Fibrous Dysplasia Of Bone
A rare, benign, primary bone dysplasia characterized by progressive replacement of normal bone and marrow with fibrous connective tissue in either one (monostotic) or multiple (polyostotic) bones. Clinical manifestations depend on the anatomic location of the replacement and may include bone pain, deformities, pathological fractures, and cranial nerve deficits.
Epidemiology
The prevalence is unknown and is difficult to estimate due to the frequent asymptomatic lesions.
Clinical description
FD can involve the craniofacial, axial, and/or appendicular skeleton separately or simultaneously, and ranges from isolated asymptomatic monostotic lesions to severely incapacitating polyostotic lesions leading to pain, fracture, deformity or loss of vision and hearing. The monostotic form represents approximately 70% of cases, may present with pain or a pathologic fracture, and is usually diagnosed between 10 to 30 years of age. The polyostotic form represents 20-30% of cases with the majority of patients becoming symptomatic before 10 years of age. The most common sites of involvement include the femur, tibia, skull and facial bones, pelvis, rib, humerus, radius and ulna, lumbar spine, clavicle, and cervical spine. Lesions may be unilateral or, less commonly, bilateral. Initial symptoms are usually pain in the involved limb(s), associated with a limp if the lower extremity is involved, and spontaneous fracture. Weakened structural integrity frequently leads to significant bowing and leg-length discrepancies in patients with limb involvement. Sphenoidal bone involvement is variably associated with cranial nerve deficits, essentially loss of vison (affecting less than 10% of individuals with optic nerve compression).
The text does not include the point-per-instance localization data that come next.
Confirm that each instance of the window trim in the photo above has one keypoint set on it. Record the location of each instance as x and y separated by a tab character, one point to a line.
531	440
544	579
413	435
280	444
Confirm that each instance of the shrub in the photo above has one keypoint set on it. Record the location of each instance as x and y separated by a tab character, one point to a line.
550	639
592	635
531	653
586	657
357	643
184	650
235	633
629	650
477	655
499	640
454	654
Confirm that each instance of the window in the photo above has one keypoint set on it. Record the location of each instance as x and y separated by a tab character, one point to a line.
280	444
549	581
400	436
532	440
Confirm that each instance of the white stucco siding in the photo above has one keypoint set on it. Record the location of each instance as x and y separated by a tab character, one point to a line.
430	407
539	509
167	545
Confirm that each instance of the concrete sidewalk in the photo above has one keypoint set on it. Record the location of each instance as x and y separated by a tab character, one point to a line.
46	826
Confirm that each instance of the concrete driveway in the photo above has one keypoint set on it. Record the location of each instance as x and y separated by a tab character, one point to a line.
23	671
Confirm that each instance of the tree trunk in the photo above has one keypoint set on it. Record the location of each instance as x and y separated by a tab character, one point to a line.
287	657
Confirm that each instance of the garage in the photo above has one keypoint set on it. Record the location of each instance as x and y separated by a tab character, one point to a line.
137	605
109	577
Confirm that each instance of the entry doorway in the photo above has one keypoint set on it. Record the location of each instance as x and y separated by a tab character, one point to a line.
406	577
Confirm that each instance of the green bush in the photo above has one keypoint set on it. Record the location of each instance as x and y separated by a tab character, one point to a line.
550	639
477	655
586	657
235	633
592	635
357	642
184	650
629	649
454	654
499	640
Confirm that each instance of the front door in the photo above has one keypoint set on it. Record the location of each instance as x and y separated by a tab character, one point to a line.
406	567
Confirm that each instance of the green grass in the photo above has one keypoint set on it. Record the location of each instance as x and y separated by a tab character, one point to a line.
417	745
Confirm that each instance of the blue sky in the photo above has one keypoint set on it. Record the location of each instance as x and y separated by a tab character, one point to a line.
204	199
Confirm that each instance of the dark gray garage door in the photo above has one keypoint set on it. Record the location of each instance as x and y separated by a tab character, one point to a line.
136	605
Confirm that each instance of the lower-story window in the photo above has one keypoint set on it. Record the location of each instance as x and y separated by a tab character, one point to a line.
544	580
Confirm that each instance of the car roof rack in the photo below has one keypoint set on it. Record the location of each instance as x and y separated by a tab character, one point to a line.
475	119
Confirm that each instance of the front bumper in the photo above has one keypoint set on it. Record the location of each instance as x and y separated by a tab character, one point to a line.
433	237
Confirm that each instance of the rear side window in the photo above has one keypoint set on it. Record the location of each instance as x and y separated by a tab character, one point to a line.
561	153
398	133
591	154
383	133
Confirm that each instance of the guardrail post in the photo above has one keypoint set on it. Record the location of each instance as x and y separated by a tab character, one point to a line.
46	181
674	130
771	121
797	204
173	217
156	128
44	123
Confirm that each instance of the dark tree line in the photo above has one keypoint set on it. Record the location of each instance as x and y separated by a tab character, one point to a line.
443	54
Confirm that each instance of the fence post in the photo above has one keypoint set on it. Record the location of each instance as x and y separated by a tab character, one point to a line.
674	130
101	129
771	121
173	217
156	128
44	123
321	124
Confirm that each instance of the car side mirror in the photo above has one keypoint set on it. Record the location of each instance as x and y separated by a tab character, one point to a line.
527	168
Many patients with polyostotic forms also present with renal phosphate wasting, which accounts for an increased risk of fracture. At the extreme end of the spectrum, a small proportion of patients also have endocrine manifestations, the most common being a peripheral precocious puberty. Hyperthyroidism and growth hormone hypersecretion are also quite frequently observed, while Cushing syndrome is exceptional. These patients also have café-au-lait cutaneous spots. These endocrine or cutaneous features represent the McCune-Albright syndrome. Pancreatic intraductal papillary mucinous neoplasms have been described in patients with extended forms.
Etiology
Activating somatic mutations in the GNAS gene (20q13.32), which encodes the alpha-subunit of the Gs protein receptor (Gsalpha) in target cells, is responsible for bone cell alterations as well as for the involvement of other cells/tissues bearing the same molecular defect (melanocytes, endocrine cells).
Diagnostic methods
Imaging and, when necessary, histology are the cornerstones of diagnosis. The pathognomonic radiological picture includes radiolucency and a ''ground glass'' appearance (with no visible trabecular pattern in affected areas), variable presence of endosteal scalloping of the inner cortex (but with a smooth nonreactive periosteal surface), curvature of the femoral neck and proximal shaft (often causing a coxa vara deformity of the knee), and shepherd's crook deformity.
Differential diagnosis
Differential diagnoses includes osteofibrous dysplasia, osteochondroma, exostosis, osteosarcoma, chondrosarcoma, osteofibroma, skull meningioma, osteoma
Genetic counseling
Mutations affect only somatic cells and are therefore not hereditary, thus genetic counseling may provide reassurance but is not strictly necessary.
Management and treatment
The conventional therapeutic approach is essentially symptomatic (analgesics) and orthopedic (prevention and treatment of bone complications). Treatment is typically with intravenous pamidronate, which rapidly relieves bone pain in most patients, and progressively increases bone mineralization in osteolytic areas in about half of patients. In contrast, placebo controlled randomized trials have shown that oral bisphosphonates are no more efficacious than placebo to reduce bone pain. Tubular phosphate wasting is common and should be treated with phosphate supplementation and calcitriol.
Prognosis
Prognosis is generally good in patients with the monostotic form. Polyostotic patients need to be monitored more closely, but as disease has a tendency to stabilize after adolescence, outcomes are often good in adults.